在日コリアンを描いた内容は重いし、登場人物の掘り下げも深い。一つの家族が異邦で苦労を重ね、なお未来へと向かおうとする姿は感動的だったが、オープニングとクロージングに、途中で退場する息子のナレーションを入れた意味がわからない。言葉を失った息子だからこその演出なのだろうが、舞台なら有効でも映画としては違和感しかない。

全体に映像としての世界の広がり感・立体感がもう少し欲しかったかな。
例えば、店以外の生活空間の描写もないし、長屋も常に同じアングルで、他の住民も住居の内部等もまったく見せない。マット背景では当然”街”感・居住地感が出るわけもない。そのため立退き処分への切迫感も不足してしまう。だいたいこれは途中で伏線が必要でしょ。
あるいは、子供の哲男と静花が飛行場へ侵入するシーン。

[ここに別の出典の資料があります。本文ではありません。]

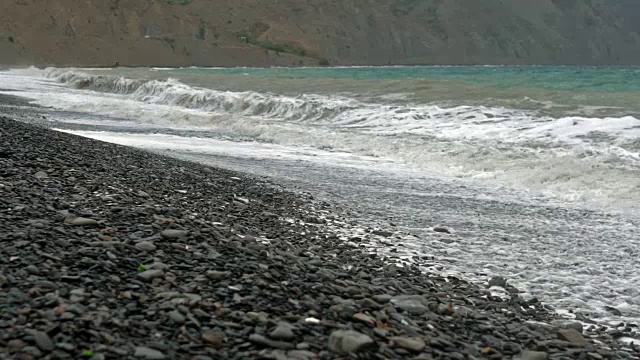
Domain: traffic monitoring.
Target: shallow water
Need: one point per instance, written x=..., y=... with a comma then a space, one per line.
x=535, y=169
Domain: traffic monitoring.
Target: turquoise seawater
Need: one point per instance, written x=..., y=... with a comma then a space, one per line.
x=600, y=79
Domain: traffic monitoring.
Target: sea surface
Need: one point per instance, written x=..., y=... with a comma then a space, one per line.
x=536, y=170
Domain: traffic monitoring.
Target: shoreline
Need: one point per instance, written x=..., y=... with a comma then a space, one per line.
x=145, y=243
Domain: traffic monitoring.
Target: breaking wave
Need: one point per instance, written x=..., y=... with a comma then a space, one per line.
x=573, y=158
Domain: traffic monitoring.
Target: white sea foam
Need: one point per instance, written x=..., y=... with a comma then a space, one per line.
x=488, y=150
x=578, y=159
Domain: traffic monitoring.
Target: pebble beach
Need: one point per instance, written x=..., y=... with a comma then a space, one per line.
x=110, y=252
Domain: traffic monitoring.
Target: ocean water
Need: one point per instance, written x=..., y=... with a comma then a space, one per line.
x=535, y=169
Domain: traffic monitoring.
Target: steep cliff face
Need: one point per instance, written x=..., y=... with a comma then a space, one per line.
x=309, y=32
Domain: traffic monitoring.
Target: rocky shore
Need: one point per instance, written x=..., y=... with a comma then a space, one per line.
x=108, y=252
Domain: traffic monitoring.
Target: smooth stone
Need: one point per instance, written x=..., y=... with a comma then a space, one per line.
x=414, y=304
x=344, y=342
x=41, y=175
x=146, y=246
x=301, y=355
x=382, y=299
x=32, y=269
x=15, y=345
x=441, y=229
x=283, y=331
x=84, y=222
x=382, y=233
x=261, y=340
x=498, y=281
x=148, y=353
x=177, y=317
x=364, y=318
x=151, y=274
x=217, y=275
x=445, y=309
x=572, y=336
x=174, y=234
x=613, y=310
x=213, y=338
x=43, y=341
x=567, y=324
x=532, y=355
x=411, y=344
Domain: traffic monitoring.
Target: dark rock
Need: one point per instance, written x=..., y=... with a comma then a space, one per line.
x=572, y=336
x=414, y=304
x=174, y=234
x=348, y=341
x=411, y=344
x=441, y=229
x=144, y=352
x=261, y=340
x=613, y=310
x=284, y=331
x=149, y=275
x=43, y=341
x=80, y=221
x=498, y=281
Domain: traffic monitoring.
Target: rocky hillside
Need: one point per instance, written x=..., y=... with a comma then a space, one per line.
x=307, y=32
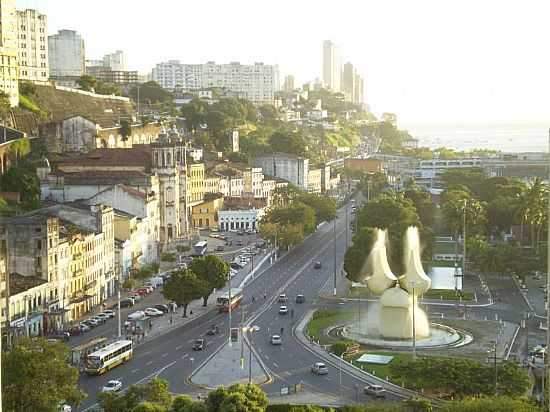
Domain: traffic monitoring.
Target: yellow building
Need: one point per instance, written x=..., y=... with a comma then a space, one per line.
x=8, y=51
x=205, y=214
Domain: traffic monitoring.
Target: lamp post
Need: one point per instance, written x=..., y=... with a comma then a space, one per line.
x=250, y=329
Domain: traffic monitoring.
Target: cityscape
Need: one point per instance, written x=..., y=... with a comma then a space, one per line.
x=180, y=234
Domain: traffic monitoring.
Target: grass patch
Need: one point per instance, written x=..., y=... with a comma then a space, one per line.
x=321, y=320
x=447, y=294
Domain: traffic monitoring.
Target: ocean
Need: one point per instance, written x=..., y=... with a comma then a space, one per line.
x=462, y=137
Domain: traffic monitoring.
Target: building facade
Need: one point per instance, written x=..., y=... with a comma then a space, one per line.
x=66, y=55
x=32, y=37
x=293, y=169
x=9, y=73
x=257, y=82
x=332, y=66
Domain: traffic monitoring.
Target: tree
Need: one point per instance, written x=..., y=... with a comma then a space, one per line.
x=37, y=377
x=213, y=271
x=183, y=287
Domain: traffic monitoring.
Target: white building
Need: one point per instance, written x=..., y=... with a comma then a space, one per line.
x=8, y=51
x=66, y=54
x=293, y=169
x=115, y=61
x=332, y=66
x=257, y=82
x=32, y=35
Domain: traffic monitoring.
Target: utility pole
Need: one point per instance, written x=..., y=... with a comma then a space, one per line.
x=548, y=279
x=334, y=286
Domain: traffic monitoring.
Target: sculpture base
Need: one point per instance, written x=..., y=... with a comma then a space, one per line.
x=440, y=336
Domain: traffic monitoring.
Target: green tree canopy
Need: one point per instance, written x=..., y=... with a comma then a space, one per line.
x=37, y=377
x=213, y=271
x=183, y=287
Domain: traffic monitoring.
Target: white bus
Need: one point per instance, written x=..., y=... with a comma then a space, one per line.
x=107, y=358
x=199, y=249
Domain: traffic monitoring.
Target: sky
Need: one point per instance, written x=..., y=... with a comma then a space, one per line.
x=428, y=61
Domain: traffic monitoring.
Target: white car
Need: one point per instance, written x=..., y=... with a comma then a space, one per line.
x=276, y=340
x=153, y=312
x=112, y=386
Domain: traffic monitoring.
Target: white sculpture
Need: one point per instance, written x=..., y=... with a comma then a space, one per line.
x=397, y=310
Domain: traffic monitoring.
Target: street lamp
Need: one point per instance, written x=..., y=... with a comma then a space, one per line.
x=250, y=329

ここは静花の受傷まできっちり見せるべきだろう。
また、哲男の生業も描写されず、釜ヶ崎(?架空の地らしいが)の実情を見せるには、高度成長期の日本社会との落差の表現が足りないって印象。舞台じゃないんだから、万博なり新幹線なり、1970年の”世間”をちゃんと映像で見せるべきなんじゃないか? ”外”の世界との関わり感がもう少し出ていればと思った。
予算がないとかって理由だとしたら、角川さんあまりにも情けないよ。

役者の演技は実に見事。特にオモニ/アボジの二人の存在感はスゴイ。ラストカットは最高だった。ただ、父の腹は片腕を隠してる感が気になるので、もう少しボディを作り込むなりCGなりで自然さを出して欲しかったな。
三人姉妹も周囲の人々もそれぞれ個性豊かで魅せてくれる。大泉洋はホント器用だねえ。(「俺は北へ行く」ってセリフで一瞬北海道?って思っちゃったのはゴメン) ダイアローグ主体のドラマだけに、息子役の大江晋平の絶叫が強く印象に残った。

地域性もあろうが、正直、在日コリアンとの関係性をまったく意識せずに育った自分としては、例えば「パッチギ」とか「月はどっちに出ている」といった映画を見ても、その被差別感に感情移入はできない。もちろん差別側の心理も理解できない。
歴史として済州島の虐殺事件は知っている。本編中では終盤の龍吉親父の独白でちょっと触れられただけだったが、ここで初めて母・英順が南から来た人間であり、南北分断まで含んだ設定だったことを理解した。緊迫感あるシーンではあったが、全部父の言葉で説明するしかなかったのかなあ、とは感じる。
その程度の背景理解のせいか、本作も家族ドラマとして十分感動するが、出来上がりに”映画感”が不足していることの方が強く気になった。TVドラマなら最上級かもしれない。